I never heard him talk about himself–but then I probably never asked him.
He had a raffish mustache, grown just before the Second World War, which prompted mention of David Niven and Errol Flynn.
He laughed easily–which revealed his devastating smile.
We’d egg him on to tell his favorite joke–about a soldier on his way to Aden in the war who started his journey in the north of England on a troop train heading south.
The compartment was sealed and the journey was non-stop–there was no access to a toilet.
By the time he got to Portsmouth he was desperate.
Going up the ship’s gangplank he shouts to a sailor, “Where the nearest toilet, mate?”.
“Portside!” came the reply.
Then we’d all groan–and repeat the punch line with him:
“COR BLIMEY–DON’T WE STOP AT GIBRALTAR!”
(The soldier thought he’d said Port Said in Egypt.)
He was good at maths and loved music; he played the ukelele and piano.
He’d stand in the living room conducting classical pieces playing on the gramophone with huge commitment and knowledge–his version of the “air guitar”, I suppose.
The gramophone was his pride and joy–and was state-of-the-art then in the fifties; we had no TV.
Anthony Gerald Ellis was born 4th November 1915.
He would have been a 100 this year.
“Tony” was adopted by my grandmother, who’d been widowed in 1912 at age 40.
He grew up in Hampstead Garden Suburb in north London with his sister, Mary–also adopted, but not a blood relative.
They fell into the butter dish!
My grandmother came from a middle-class Birmingham family. Her brother was head of the Civil Service. She married into a family of wealthy Leicester coal merchants.
They lived modestly, but photos from Mary and Tony’s youth show them thriving.
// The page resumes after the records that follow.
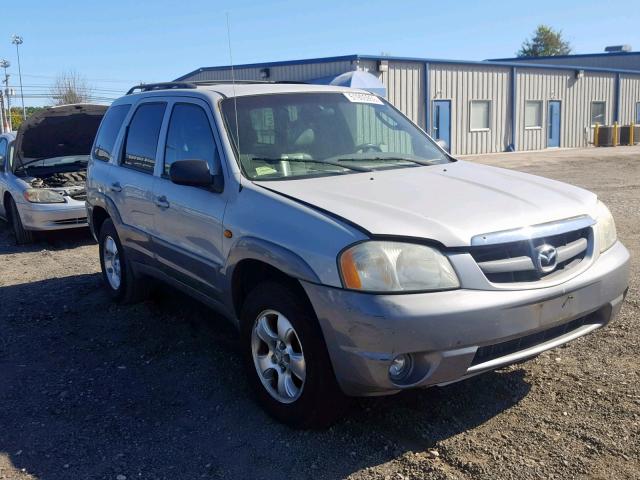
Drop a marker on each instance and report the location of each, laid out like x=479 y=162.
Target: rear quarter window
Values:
x=108 y=132
x=142 y=137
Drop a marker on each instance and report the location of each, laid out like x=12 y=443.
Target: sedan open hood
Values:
x=61 y=131
x=448 y=203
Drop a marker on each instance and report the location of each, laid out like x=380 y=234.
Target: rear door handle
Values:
x=162 y=202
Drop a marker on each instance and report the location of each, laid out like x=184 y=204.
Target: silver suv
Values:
x=355 y=256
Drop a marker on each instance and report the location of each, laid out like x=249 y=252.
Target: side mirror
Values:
x=443 y=145
x=194 y=173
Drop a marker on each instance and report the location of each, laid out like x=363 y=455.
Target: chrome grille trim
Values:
x=524 y=263
x=534 y=231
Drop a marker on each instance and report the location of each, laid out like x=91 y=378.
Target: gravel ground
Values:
x=89 y=389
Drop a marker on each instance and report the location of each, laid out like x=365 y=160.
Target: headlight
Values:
x=379 y=266
x=42 y=195
x=605 y=227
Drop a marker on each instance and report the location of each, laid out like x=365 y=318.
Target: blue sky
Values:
x=117 y=43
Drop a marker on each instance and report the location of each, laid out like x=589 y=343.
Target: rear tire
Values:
x=22 y=235
x=122 y=283
x=297 y=385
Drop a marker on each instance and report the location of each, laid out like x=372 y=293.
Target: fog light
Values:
x=400 y=367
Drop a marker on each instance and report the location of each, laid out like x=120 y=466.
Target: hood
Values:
x=447 y=203
x=59 y=132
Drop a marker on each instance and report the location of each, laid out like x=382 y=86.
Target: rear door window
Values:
x=190 y=138
x=142 y=137
x=108 y=132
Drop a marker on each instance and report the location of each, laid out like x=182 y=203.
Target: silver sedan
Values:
x=43 y=170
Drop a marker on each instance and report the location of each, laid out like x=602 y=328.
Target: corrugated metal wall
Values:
x=629 y=98
x=575 y=95
x=463 y=83
x=301 y=72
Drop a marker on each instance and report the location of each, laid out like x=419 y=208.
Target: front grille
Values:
x=514 y=261
x=497 y=350
x=72 y=221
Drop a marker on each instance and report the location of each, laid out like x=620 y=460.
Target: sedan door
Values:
x=133 y=191
x=189 y=228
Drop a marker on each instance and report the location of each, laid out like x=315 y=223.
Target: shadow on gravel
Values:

He went to private schools and always gave me the impression of being bright (he completed the Guardian cryptic crossword every day)–but there was a diffidence about him that made me think he’d never fulfilled his dreams.
Perhaps that diffidence had its origins in his adoption–not knowing where he came from, never feeling completely comfortable in his skin.
Perhaps he’d wanted to be a doctor or a musician–but the war got in the way.
He married my mother, Molly, in April 1938.
I was born in 1942. The the commitment to a growing family meant he had to stick to his day job as an administrator with British Railways.
He was a good and present “dad” who loved to be on the touchline at school football matches and in the audience at first nights.
He gave me an appreciation of music, an understanding of right and wrong and the obligation of doing things to the best of one’s ability.
He was firm, but not stern and never stuffy.
In 1944 he’d spent a year in America training to be a fighter pilot in Arizona.
He came back with an enduring love of the United States and its people and culture. He received Arizona Highways magazine for years. He enjoyed American country music and Broadway musicals. Roy Acuff and Jimmy Rogers often featured on the gramophone along with South Pacific and My Fair Lady.
He was outward-looking and open-minded–and by example encouraged these qualities in his three sons (two of whom married Americans; my late brother Peter settling in Los Angeles).
He took advantage of concessionary rail tickets to take the family to Europe on holiday and instill in us a love (rather than a fear) of “a world elsewhere”.
With brothers Peter and Jack (a babe in arms) and me (age 13) in 1955. Dad was 40.
In his mid-sixties, he lost an eye to cancer and wore his eye patch with characteristic élan! Sadly the disease moved to his liver and he died in November 1983 at age 68.
With my brother, Jack
He’s buried in the churchyard at Brill–the Buckinghamshire village where he and my mother spent their final years.
Thinking of you, Dad–who never knew your own father–on this Father’s Day.